Donald J Trump, Republican, and Hillary Clinton, Democrat, appear to be the front runners.
For the Democratic nomination it is a two horse race between Clinton and Bernie Sanders.
For the Republicans the field is dwindling all the time.
From what seems a huge number of candidates the numbers are going down but you can hardly say they are sorting the wheat from the chaff. With Trump rising to the top of the barrel many people simply wonder, to quote Donald, what the hell is going on?
Perhaps it is some sort of reverse psychology and the more Trump bursts his own balloon, shows himself up, attacks various groups of people and plays the dangerous fool people seem to lap it up.
He is viewed as a celebrity business person but as he is running for the GOP nomination and in turn eventually possible the White House he is a politician pure and simple.
You can holler as much as you like but once you enter a political race to fulfil a political ambition you are a politician; you may or may not be a good politician.
One GOP candidate Ben Carson announced Friday that he is suspending his bid for the Republican presidential nomination saying "There's a lot of people who love me, they just won't vote for me." A typical modest republican then.

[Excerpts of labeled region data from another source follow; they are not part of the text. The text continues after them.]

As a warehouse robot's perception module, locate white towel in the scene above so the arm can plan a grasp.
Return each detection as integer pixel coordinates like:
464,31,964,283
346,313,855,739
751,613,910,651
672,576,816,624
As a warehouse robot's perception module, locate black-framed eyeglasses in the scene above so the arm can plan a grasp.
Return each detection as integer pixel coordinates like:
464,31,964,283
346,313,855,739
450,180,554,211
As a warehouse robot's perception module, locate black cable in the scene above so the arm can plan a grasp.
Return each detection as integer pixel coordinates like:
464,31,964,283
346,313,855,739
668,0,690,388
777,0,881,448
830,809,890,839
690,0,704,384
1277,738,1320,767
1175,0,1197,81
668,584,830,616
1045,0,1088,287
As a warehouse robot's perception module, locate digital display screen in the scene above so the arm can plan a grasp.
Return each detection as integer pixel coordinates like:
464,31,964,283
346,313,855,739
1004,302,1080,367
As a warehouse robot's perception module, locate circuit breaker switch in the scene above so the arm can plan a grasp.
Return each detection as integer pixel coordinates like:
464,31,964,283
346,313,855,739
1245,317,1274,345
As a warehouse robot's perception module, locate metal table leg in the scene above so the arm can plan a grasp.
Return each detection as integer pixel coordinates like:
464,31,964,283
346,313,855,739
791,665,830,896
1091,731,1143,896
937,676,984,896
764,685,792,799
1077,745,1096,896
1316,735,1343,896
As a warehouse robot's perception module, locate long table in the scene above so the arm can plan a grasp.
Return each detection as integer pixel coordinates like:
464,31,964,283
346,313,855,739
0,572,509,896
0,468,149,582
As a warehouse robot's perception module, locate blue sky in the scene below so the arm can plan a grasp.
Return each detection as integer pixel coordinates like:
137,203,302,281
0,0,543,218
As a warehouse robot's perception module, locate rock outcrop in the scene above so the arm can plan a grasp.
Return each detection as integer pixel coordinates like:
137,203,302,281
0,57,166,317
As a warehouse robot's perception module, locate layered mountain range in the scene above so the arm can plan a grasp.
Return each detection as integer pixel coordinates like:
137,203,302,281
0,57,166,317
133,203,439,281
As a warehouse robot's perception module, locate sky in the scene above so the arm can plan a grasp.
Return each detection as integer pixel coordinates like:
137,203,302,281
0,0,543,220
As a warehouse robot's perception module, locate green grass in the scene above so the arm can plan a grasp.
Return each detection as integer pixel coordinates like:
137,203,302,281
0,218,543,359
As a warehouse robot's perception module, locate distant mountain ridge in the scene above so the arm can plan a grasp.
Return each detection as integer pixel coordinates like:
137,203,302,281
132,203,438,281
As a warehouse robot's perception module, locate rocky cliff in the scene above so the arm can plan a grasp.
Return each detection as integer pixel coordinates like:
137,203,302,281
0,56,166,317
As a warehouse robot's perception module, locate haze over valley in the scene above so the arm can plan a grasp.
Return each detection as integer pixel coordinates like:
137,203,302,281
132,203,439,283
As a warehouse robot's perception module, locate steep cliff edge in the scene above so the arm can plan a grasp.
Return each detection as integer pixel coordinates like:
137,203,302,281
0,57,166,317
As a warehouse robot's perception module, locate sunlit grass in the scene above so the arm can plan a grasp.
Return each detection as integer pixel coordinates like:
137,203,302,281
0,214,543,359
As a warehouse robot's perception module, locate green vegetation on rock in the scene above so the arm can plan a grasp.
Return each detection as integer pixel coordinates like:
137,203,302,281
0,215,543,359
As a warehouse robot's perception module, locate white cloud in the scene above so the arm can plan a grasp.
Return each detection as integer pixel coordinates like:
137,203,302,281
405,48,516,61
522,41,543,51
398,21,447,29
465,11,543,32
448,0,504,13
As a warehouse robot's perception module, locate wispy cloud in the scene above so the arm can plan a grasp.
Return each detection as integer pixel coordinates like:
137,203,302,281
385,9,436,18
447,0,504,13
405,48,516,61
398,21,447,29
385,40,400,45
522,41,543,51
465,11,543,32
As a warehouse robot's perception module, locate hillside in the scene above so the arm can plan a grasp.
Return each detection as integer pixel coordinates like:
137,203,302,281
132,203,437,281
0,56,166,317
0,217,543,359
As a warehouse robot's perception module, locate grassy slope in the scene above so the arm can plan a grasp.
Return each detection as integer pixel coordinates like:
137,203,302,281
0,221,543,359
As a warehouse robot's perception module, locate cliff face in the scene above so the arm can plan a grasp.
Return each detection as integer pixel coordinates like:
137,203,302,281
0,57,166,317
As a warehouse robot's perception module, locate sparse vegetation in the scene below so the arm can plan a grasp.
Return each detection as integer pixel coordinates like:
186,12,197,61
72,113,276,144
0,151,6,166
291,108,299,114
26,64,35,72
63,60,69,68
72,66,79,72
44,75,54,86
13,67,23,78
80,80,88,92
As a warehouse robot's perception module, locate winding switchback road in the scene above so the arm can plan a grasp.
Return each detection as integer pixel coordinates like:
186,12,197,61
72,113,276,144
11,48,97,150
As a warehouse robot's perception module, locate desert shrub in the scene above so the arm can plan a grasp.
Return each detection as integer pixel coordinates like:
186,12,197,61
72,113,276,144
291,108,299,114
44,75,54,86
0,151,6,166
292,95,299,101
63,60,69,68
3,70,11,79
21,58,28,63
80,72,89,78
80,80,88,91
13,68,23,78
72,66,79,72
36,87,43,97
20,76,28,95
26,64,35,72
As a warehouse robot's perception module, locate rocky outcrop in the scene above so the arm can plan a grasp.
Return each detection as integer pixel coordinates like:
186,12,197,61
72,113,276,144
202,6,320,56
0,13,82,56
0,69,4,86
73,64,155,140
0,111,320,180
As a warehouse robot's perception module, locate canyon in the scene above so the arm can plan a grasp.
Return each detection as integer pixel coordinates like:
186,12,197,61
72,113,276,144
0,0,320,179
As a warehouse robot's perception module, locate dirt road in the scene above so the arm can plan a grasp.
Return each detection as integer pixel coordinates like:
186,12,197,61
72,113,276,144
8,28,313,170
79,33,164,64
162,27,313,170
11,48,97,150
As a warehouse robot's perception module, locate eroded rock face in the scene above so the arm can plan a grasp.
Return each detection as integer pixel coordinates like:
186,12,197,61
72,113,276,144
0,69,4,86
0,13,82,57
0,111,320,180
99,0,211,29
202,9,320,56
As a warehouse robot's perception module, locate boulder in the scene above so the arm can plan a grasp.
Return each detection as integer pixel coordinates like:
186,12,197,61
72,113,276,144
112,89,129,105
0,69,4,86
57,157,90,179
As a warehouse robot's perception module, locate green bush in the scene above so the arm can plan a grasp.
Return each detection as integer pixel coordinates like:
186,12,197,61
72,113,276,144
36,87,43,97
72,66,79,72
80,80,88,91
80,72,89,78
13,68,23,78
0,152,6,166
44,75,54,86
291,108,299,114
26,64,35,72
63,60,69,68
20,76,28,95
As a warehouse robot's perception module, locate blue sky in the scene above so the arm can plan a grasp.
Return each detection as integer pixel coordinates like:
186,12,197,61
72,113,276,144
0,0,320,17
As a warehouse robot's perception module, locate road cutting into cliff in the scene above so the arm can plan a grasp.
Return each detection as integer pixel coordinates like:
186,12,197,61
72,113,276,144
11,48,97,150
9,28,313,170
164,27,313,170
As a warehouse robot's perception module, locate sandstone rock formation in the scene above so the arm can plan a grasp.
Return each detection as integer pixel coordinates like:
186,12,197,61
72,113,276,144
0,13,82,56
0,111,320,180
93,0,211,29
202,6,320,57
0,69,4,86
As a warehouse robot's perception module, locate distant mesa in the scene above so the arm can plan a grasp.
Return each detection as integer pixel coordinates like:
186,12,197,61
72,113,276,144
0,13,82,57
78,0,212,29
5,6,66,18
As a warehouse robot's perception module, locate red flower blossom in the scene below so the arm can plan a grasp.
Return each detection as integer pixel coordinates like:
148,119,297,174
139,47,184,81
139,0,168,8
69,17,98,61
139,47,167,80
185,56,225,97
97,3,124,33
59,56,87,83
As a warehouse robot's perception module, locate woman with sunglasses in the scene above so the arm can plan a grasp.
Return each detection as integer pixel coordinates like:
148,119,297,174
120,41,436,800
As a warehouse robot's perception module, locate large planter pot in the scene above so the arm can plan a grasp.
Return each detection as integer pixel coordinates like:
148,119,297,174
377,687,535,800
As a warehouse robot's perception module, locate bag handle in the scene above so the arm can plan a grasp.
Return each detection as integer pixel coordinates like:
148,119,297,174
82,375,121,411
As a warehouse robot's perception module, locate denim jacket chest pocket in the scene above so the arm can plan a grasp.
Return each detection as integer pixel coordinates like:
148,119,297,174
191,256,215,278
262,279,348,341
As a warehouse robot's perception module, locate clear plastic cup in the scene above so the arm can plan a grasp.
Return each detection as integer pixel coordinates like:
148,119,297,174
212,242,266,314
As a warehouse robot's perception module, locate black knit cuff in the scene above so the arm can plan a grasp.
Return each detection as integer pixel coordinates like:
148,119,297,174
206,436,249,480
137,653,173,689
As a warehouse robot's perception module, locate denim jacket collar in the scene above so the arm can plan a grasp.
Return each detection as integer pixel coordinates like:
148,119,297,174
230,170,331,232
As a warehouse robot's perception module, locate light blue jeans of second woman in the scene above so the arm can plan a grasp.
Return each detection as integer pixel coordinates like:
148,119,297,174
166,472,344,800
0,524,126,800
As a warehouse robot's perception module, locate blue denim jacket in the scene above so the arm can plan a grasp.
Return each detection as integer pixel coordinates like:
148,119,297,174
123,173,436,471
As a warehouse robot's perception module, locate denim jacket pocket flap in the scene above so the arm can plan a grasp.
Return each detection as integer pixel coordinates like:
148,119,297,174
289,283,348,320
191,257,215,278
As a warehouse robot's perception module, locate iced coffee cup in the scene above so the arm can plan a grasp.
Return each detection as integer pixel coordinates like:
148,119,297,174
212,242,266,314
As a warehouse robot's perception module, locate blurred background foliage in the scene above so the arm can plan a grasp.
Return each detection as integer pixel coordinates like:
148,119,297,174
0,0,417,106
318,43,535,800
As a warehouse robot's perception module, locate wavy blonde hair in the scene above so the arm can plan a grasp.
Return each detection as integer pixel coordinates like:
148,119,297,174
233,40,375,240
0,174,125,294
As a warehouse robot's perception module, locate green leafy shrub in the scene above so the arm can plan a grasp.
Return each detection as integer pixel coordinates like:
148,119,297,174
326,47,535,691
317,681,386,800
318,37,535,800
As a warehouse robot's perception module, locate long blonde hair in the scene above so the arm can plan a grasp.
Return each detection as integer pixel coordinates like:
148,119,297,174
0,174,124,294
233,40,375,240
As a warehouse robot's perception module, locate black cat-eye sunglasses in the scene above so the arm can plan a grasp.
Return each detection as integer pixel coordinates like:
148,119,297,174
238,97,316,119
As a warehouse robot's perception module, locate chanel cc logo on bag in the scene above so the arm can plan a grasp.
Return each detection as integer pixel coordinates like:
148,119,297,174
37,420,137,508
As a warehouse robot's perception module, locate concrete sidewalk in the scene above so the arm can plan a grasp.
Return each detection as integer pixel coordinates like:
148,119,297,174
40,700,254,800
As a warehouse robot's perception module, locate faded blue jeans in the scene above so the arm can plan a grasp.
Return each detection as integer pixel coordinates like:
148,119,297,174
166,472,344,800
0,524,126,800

But unlike Chris Christie who earlier pulled of the race and threw his weight behind the Trump campaign Carson will not follow suit.
The gloves are off but as Trump's political opponents resort to using his big-mouth tactics as a last resort how could any of them ultimately endorse that man?
NYTimes reports "The elections — in Kansas, Louisiana, Maine and Kentucky for Republicans, and Kansas, Louisiana and Nebraska for Democrats — fall between last week’s Super Tuesday and March 15, when a swath of big states, including Florida and Ohio, hold votes that could ultimately determine the fate of the race. On Saturday, there are 155 delegates at stake for Republicans and 126 for Democrats."
Saturday Ted Cruz began the fight back to take the Republican nomination from Trump but he has a mountain to climb. Neither man will hold any appeal to voters who have an ounce of liberal tendencies.
Hillary Clinton won big in one state but Bernie Sanders is still hanging on in there for the Democrats.
Both Clinton and Trump would prefer their opponents conceded victory; that would save time and money. However at this time there is still all to play for.